Gestern EZB-Eröffnung mit Krawallen in Frankfurt

EZB-Festung

Dieser 18. März hinterlässt in Frankfurt einen bitteren Geschmack nach Rauch, Tränengas und Pfefferspray. Das Anliegen der Blockupy-Bewegung wurde von gewalttätigen Ausschreitungen überdeckt. Die bei der Eröffnungsveranstaltung ohnehin weitgehend ausgesperrte Presse berichtete über brennende Autos, Verletzte, zerschlagene Scheiben.

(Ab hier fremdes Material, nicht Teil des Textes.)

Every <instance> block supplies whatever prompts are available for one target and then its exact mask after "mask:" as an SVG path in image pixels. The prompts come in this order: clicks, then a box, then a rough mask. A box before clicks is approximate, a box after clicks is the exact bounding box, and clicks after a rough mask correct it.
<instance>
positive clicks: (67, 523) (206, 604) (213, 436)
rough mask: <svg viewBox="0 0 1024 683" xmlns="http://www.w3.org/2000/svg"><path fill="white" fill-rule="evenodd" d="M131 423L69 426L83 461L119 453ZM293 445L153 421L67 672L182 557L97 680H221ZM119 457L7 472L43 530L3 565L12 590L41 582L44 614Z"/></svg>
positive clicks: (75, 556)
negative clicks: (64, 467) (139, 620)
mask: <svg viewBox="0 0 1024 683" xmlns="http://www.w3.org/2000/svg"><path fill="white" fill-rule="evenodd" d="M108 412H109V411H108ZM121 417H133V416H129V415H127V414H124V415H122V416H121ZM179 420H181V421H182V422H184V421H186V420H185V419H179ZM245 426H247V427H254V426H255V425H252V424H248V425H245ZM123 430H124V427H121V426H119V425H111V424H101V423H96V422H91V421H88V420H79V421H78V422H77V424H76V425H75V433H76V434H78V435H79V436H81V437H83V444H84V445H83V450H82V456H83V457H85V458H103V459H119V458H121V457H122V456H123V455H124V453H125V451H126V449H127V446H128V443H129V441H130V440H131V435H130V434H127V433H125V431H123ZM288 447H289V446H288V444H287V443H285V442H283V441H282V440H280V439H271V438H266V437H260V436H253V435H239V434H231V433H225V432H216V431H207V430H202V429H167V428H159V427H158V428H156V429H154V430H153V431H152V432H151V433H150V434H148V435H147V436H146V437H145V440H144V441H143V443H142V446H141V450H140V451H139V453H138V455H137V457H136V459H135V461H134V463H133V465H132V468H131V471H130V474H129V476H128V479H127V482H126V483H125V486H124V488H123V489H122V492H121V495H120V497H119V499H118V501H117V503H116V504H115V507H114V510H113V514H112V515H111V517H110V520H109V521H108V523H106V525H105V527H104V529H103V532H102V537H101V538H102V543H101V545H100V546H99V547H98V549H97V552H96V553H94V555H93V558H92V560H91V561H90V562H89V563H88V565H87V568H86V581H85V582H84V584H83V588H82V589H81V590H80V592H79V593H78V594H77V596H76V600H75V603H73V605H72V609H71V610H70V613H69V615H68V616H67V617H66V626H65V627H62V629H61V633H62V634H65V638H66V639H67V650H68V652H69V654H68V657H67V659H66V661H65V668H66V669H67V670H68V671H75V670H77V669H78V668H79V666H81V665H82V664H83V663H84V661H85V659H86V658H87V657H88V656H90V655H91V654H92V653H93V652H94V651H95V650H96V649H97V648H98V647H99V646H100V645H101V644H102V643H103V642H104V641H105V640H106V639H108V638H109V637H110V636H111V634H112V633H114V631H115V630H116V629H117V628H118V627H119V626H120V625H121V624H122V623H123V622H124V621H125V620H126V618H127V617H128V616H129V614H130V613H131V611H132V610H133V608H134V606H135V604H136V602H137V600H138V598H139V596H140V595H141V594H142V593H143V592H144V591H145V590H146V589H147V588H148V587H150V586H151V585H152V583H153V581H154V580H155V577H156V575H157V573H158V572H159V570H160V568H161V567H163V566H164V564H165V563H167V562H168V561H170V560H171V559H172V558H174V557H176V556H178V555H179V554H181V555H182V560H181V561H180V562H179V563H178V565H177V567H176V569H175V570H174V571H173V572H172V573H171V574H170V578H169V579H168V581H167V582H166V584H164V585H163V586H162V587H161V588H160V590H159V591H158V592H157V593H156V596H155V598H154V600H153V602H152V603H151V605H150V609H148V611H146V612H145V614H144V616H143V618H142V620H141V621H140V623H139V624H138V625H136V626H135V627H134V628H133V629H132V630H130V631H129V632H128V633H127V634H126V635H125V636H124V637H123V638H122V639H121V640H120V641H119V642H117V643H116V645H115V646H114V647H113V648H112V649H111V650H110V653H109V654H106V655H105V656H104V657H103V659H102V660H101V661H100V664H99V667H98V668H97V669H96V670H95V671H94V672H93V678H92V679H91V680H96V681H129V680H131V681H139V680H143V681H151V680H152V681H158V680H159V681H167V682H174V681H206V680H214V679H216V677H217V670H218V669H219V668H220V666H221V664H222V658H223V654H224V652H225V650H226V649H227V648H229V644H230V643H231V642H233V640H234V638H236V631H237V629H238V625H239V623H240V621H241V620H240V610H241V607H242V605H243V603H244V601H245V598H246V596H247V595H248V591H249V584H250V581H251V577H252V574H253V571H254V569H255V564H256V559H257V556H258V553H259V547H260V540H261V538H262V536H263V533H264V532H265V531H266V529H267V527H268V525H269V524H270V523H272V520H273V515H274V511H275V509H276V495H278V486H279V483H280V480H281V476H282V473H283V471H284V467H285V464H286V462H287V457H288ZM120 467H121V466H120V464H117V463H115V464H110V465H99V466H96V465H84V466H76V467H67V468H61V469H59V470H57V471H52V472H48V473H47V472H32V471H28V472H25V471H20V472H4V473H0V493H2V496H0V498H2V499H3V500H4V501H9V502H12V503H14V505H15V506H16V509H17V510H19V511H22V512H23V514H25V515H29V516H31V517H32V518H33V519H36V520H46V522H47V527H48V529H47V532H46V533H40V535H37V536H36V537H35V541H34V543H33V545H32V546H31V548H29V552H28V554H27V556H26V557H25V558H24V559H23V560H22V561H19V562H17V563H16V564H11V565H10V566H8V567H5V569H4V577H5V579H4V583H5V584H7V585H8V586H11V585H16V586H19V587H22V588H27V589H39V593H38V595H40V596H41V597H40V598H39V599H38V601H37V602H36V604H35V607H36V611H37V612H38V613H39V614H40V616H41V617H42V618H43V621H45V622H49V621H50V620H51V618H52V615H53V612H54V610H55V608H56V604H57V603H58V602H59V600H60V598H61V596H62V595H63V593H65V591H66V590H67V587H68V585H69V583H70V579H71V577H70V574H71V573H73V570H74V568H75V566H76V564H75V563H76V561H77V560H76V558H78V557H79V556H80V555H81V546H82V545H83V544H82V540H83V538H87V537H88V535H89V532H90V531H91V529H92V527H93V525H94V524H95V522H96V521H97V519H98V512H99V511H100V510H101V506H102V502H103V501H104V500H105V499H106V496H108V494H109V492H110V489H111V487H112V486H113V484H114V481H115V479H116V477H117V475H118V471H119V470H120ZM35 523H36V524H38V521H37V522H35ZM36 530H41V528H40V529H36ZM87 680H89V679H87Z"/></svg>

„Die Europäische Zentralbank sperrt praktisch die gesamte Presse aus, das ist eine unerträgliche Einschränkung der Presse- und Meinungsfreiheit“, kritisierte Alexander Skipis, Hauptgeschäftsführer des Börsenvereins.

Schon am frühen Mittwoch Morgen kam es zu ersten Gewalttätigkeiten: Chaoten brannten Barrikaden an, steckten Autos – vor allem Polizeiwagen – in Brand, griffen das 1. Revier auf der Frankfurter Zeil an. Es gelang ihnen jedoch nicht, bis zur festungsähnlich abgesperrten EZB vorzudringen. So konnte das abgespeckte Eröffnungszeremoniell mit einer sehr überschaubaren Gästeschar gegen 11 Uhr fast ungestört stattfinden.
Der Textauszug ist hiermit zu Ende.